Todd Akin retreats from 'legitimate rape' apology

Turns out Todd Akin isn't sorry after all for his "legitimate rape" comments and stands by them.
The former congressman, who lost the 2012 Senate race in Missouri, has written a book that Politico previewed on Thursday.
"By asking the public at large for forgiveness," Akin writes in the book, "I was validating the willful misinterpretation of what I had said."
Akin, a conservative Republican locked in a tight race with Democratic Sen. Claire McCaskill, said in a TV interview in summer 2012 that he believes pregnancy can be prevented by a woman involved in "legitimate rape" because "the female body has ways to try to shut that whole thing down."
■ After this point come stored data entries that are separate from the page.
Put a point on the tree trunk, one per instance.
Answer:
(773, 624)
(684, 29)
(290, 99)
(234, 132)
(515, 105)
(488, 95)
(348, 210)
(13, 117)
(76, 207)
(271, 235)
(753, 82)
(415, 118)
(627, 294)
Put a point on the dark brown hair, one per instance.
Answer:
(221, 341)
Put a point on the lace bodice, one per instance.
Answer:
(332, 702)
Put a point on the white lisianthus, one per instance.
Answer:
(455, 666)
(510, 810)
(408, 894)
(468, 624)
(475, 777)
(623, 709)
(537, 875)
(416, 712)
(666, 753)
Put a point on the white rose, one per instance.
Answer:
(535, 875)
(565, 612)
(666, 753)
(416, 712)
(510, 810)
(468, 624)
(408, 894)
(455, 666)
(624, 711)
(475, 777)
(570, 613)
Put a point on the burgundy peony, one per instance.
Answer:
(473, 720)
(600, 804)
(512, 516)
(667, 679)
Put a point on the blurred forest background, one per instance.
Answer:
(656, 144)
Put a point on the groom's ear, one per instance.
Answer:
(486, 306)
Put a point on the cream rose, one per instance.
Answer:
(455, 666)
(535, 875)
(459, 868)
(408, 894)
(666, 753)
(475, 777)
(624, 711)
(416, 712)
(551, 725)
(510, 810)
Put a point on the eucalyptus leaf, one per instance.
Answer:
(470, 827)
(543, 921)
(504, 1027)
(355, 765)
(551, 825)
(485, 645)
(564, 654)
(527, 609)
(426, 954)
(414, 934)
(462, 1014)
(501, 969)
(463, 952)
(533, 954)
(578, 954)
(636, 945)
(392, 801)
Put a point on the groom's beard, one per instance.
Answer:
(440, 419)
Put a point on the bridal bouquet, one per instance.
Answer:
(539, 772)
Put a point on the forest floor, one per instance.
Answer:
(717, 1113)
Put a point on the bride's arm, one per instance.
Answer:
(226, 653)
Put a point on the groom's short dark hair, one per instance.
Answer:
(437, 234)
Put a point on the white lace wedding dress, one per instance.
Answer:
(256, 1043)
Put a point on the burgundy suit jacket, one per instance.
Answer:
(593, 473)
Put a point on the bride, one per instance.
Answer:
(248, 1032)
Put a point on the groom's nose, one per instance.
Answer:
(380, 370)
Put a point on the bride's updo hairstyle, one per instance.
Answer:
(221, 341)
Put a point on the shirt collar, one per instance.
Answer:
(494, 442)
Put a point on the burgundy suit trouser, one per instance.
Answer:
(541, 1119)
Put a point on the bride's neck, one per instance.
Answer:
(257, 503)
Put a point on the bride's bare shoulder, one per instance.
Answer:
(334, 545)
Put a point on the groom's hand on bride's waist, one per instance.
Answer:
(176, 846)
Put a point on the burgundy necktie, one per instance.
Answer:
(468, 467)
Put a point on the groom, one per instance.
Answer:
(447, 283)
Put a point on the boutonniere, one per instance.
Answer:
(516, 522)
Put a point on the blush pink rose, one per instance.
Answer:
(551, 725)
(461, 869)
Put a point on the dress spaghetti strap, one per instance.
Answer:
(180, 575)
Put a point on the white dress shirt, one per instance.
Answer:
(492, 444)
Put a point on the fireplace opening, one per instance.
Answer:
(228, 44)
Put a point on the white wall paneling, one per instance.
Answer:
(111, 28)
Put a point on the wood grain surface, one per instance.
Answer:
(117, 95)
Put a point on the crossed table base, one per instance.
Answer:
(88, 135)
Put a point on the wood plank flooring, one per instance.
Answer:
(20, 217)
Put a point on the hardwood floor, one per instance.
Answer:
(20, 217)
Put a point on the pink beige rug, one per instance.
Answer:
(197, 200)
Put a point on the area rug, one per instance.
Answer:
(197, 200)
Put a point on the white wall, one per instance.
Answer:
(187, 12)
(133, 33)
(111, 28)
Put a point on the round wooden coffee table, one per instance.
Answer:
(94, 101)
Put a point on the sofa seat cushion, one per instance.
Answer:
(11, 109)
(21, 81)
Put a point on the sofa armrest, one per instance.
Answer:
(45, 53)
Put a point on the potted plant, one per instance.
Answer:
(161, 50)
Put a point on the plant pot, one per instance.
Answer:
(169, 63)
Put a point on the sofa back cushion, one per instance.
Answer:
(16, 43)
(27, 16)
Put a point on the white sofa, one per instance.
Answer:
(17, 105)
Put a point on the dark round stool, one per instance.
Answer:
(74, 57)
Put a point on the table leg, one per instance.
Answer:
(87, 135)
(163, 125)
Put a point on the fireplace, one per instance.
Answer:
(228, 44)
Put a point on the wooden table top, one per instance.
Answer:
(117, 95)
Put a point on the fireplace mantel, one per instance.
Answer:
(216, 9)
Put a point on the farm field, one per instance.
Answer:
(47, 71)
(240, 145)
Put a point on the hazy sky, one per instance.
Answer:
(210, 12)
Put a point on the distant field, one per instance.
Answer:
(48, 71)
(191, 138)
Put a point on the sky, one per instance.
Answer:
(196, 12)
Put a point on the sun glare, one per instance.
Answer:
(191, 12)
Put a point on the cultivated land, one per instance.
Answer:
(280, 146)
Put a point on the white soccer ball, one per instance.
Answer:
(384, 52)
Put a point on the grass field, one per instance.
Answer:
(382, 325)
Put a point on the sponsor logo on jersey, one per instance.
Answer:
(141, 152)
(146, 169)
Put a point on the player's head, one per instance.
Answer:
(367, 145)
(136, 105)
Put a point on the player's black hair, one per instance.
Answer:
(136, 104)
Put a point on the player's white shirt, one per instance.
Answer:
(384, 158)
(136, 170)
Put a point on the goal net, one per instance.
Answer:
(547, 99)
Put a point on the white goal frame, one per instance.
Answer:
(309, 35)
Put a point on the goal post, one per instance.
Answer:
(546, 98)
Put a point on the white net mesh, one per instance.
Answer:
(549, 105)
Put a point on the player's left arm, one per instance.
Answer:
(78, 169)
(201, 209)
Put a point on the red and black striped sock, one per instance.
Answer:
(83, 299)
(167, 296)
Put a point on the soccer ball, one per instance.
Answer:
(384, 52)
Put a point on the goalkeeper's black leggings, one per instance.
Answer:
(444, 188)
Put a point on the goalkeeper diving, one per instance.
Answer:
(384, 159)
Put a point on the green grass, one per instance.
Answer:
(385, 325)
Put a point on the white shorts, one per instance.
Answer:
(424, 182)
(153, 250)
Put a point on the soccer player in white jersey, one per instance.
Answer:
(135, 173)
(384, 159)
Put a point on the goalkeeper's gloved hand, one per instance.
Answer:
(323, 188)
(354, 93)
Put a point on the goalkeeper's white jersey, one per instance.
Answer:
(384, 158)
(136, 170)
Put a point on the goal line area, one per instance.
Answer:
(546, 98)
The firestorm was intense, with criticism coming from top Republicans as well as Democrats. GOP presidential nominee Mitt Romney called Akin's comments "offensive and wrong" and called on him to quit the Senate race. Akin apologized, saying he made a "very, very serious error" and noted he wasn't the first politician to suffer from "foot in mouth disease."
But McCaskill capitalized on the comment in her campaign ads and on the trail, and she easily won a second term and defeated Akin by 16 percentage points.
According to Politico's account of the book, Akin basically is standing by his original comments and blaming the news media for his downfall.
"My comment about a woman’s body shutting the pregnancy down was directed to the impact of stress on fertilization. This is something fertility doctors debate and discuss," Akin writes. "Doubt me? Google ‘stress and infertility,’ and you will find a library of research on the subject."
Akin's Firing Back: Taking on the Party Bosses and Media Elite to Protect Our Faith and Freedom comes out July 15.